Finalmente, llegó a la parte dañada por el huracán. Había sido reparada, pero supo que era el lugar correcto, porque la palmera que había causado el daño yacía cerca de allí. Se puso de rodillas y empezó a cavar la arena con las manos, debajo de la valla. Cuando más hondo cavaba, más arena caía al fondo desde los lados. Por esto pasó casi una hora antes de que pudiese hacer un hueco lo bastante profundo para deslizarse sobre la espalda hasta el otro lado.

Le dolían el hombro y el riñon y sudaba como una esponja empapada. Trató de volver al lugar donde habían llegado entre las rocas. El paisaje no parecía el mismo bajo la pálida luz de la luna, aunque, por haber tenido entonces los ojos casi cerrados, no podía recordar cómo era cuando habían llegado allí azotados por el huracán.
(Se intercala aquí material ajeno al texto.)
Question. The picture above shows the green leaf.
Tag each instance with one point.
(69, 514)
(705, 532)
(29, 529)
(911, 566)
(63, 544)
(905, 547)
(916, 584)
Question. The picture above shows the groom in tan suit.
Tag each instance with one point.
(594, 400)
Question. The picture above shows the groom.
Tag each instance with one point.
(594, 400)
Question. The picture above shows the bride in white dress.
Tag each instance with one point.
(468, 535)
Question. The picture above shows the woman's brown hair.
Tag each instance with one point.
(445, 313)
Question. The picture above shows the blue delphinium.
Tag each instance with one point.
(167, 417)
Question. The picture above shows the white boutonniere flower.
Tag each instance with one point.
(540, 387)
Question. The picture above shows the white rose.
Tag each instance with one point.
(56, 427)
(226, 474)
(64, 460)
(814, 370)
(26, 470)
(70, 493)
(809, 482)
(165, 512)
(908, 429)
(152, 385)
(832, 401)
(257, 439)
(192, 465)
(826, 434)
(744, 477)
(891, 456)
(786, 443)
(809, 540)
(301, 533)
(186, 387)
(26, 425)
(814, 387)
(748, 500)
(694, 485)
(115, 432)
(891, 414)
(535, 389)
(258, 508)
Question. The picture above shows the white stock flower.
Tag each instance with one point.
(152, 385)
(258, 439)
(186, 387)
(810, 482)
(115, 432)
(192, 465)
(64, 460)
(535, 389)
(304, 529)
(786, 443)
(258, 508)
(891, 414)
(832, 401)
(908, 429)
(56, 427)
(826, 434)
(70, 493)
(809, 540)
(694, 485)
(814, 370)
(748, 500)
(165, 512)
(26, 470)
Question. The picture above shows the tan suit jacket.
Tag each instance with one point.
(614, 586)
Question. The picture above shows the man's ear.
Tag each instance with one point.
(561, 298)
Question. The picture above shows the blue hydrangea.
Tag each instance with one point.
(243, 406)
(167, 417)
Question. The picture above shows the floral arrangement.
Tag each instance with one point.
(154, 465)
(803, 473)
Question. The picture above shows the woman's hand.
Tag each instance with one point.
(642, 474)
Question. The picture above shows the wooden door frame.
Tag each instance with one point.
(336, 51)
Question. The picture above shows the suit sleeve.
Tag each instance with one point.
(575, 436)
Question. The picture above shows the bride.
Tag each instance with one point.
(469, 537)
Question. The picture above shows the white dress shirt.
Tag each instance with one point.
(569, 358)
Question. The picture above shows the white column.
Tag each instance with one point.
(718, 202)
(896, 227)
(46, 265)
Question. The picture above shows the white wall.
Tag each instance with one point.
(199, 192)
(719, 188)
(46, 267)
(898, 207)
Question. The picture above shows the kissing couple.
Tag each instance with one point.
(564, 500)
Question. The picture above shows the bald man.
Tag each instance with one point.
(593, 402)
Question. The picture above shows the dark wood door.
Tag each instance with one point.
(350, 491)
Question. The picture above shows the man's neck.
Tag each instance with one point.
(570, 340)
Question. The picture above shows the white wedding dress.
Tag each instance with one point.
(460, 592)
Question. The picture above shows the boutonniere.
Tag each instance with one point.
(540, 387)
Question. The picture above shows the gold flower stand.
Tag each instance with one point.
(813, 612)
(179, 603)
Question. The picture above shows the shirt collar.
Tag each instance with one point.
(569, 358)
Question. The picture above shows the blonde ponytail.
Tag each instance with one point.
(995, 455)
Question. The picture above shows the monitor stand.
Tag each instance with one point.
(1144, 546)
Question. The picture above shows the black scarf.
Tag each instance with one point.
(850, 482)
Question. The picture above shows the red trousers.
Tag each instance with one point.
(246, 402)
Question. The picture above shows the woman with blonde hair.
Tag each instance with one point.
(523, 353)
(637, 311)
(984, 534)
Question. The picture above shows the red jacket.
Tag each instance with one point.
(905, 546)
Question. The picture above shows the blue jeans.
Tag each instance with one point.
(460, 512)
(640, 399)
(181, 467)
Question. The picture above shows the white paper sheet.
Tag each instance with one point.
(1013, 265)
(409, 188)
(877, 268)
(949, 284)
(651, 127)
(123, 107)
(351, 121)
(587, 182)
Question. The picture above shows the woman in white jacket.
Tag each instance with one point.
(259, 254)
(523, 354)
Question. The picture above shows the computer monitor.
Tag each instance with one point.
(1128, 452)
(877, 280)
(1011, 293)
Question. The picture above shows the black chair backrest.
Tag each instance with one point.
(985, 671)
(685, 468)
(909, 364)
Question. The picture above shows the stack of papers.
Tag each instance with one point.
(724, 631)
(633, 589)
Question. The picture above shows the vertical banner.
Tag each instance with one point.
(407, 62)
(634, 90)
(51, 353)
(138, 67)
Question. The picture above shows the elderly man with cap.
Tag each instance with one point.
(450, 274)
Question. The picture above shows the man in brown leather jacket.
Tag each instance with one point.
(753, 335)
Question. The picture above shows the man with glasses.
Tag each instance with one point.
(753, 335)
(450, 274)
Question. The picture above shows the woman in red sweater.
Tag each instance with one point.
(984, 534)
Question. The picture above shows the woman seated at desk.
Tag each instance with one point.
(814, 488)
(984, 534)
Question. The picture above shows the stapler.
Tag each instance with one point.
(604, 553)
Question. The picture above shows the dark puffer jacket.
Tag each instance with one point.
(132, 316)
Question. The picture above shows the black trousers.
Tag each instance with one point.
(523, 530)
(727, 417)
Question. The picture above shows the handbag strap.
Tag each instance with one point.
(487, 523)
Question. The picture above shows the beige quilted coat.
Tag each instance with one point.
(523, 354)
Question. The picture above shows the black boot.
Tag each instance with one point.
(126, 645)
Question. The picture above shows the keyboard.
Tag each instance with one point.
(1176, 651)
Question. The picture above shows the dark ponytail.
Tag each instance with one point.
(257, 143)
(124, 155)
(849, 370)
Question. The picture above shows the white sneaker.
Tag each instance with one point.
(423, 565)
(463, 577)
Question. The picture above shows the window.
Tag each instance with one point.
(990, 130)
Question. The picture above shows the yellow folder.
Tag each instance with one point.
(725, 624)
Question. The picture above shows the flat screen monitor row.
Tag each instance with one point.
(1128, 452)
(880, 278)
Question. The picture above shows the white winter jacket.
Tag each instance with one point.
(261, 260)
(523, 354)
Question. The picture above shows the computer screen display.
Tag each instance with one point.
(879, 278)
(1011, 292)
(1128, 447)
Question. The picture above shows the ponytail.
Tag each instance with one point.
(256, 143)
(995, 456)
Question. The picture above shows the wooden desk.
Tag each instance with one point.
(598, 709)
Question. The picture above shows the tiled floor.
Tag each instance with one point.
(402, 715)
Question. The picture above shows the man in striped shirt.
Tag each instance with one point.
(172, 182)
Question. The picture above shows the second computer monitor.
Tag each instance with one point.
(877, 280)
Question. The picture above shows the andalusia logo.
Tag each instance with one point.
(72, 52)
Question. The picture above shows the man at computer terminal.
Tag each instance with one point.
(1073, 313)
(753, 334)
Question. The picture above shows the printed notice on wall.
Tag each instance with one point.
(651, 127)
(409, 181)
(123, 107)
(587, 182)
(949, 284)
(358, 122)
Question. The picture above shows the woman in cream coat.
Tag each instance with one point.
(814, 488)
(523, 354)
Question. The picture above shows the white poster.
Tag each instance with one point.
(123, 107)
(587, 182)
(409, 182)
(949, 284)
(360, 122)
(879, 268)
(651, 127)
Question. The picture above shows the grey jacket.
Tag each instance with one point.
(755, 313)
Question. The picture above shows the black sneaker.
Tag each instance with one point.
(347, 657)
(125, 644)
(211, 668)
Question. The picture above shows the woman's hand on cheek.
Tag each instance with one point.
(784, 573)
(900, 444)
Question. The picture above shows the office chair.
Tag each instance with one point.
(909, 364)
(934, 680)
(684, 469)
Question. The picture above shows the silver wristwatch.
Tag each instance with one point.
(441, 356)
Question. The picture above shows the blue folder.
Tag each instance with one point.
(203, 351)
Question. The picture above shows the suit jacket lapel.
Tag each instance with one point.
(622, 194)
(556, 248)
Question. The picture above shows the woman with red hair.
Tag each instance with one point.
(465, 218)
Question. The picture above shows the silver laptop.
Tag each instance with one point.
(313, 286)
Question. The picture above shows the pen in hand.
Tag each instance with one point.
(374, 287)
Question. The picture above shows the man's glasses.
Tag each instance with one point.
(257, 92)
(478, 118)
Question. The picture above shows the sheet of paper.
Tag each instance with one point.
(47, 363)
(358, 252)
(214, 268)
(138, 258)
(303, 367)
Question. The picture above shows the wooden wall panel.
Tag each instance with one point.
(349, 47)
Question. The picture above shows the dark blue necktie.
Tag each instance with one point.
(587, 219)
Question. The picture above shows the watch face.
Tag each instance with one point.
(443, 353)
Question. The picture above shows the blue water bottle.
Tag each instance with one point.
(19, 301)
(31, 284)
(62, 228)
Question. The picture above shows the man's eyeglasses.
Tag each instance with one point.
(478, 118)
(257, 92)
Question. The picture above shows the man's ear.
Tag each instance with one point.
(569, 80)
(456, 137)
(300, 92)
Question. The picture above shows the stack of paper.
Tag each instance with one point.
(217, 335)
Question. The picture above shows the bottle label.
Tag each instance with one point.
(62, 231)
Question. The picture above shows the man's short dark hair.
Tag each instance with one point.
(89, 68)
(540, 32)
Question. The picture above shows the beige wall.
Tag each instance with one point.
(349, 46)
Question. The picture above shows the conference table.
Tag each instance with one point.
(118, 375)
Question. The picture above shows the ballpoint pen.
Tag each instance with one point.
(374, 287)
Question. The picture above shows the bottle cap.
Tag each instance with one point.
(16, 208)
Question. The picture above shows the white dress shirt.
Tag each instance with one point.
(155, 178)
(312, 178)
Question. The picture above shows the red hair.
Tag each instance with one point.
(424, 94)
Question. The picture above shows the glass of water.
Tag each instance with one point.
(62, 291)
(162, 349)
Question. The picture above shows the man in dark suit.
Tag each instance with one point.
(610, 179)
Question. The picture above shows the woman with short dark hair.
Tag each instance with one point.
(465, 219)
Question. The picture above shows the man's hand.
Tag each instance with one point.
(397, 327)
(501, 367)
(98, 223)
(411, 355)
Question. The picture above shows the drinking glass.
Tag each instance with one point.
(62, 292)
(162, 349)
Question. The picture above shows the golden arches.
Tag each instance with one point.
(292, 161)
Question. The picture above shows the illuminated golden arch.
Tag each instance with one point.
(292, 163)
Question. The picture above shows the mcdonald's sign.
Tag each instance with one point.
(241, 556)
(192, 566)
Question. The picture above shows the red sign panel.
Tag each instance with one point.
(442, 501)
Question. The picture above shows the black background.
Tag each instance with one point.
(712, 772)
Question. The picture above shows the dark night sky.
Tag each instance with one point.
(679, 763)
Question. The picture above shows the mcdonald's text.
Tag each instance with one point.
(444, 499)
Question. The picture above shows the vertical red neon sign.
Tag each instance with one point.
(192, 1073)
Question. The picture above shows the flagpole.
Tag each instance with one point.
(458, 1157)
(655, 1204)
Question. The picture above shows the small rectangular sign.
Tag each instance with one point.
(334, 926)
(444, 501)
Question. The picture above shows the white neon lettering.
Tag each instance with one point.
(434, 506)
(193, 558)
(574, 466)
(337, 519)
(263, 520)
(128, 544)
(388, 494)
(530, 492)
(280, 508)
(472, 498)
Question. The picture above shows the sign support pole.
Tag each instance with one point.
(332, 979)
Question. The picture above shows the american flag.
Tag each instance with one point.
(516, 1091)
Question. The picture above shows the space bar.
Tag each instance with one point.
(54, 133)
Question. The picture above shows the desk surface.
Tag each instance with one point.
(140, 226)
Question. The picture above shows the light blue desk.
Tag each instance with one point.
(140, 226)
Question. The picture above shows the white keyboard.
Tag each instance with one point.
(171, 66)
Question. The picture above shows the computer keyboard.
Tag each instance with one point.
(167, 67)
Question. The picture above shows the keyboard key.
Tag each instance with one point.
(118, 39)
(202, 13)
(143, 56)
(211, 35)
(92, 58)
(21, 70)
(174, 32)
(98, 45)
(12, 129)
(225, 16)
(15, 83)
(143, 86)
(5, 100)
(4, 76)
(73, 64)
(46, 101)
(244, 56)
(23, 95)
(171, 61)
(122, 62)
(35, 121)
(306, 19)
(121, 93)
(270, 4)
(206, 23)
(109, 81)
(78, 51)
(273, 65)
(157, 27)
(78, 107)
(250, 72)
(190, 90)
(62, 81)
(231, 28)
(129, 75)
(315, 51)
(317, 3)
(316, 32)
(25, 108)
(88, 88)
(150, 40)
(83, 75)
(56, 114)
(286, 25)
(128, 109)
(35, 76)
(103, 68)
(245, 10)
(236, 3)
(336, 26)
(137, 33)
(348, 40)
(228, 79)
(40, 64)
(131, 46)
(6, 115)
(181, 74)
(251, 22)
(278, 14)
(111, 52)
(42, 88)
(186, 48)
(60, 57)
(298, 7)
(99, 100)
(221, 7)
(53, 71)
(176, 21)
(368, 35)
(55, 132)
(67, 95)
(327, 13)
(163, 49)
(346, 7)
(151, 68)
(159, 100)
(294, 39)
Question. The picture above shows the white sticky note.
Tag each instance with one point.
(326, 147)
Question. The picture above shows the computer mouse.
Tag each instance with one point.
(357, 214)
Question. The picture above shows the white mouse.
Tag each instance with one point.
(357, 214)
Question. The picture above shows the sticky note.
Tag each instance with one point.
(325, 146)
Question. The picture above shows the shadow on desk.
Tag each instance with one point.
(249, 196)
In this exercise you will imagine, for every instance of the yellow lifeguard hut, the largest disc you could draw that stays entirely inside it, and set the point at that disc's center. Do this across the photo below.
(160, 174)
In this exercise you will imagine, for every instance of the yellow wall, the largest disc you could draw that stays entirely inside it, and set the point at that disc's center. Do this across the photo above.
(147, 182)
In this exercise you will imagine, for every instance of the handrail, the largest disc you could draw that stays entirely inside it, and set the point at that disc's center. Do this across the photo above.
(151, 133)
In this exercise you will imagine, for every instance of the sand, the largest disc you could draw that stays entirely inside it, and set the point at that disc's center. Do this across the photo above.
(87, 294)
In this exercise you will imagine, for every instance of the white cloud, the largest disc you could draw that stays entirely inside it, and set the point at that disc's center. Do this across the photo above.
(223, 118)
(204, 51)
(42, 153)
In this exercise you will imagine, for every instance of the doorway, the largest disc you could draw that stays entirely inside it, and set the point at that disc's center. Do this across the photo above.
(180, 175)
Pitt caminó arriba y abajo por la playa, buscando entre las formaciones rocosas, y a punto estaba de darse por vencido cuando vio que la luz de la luna se reflejaba en un objeto sobre la arena. Alargó las manos y tocó el depósito de carburante del motor fuera borda del bote hinchable. El vastago y la hélice estaban enterrados en la arena a unos diez metros de la línea marcada por la marea alta. Apartó la húmeda arena hasta que pudo extraer el motor. Después se lo cargó a la espalda y echó a andar por la playa, alejándose del recinto de los.rusos.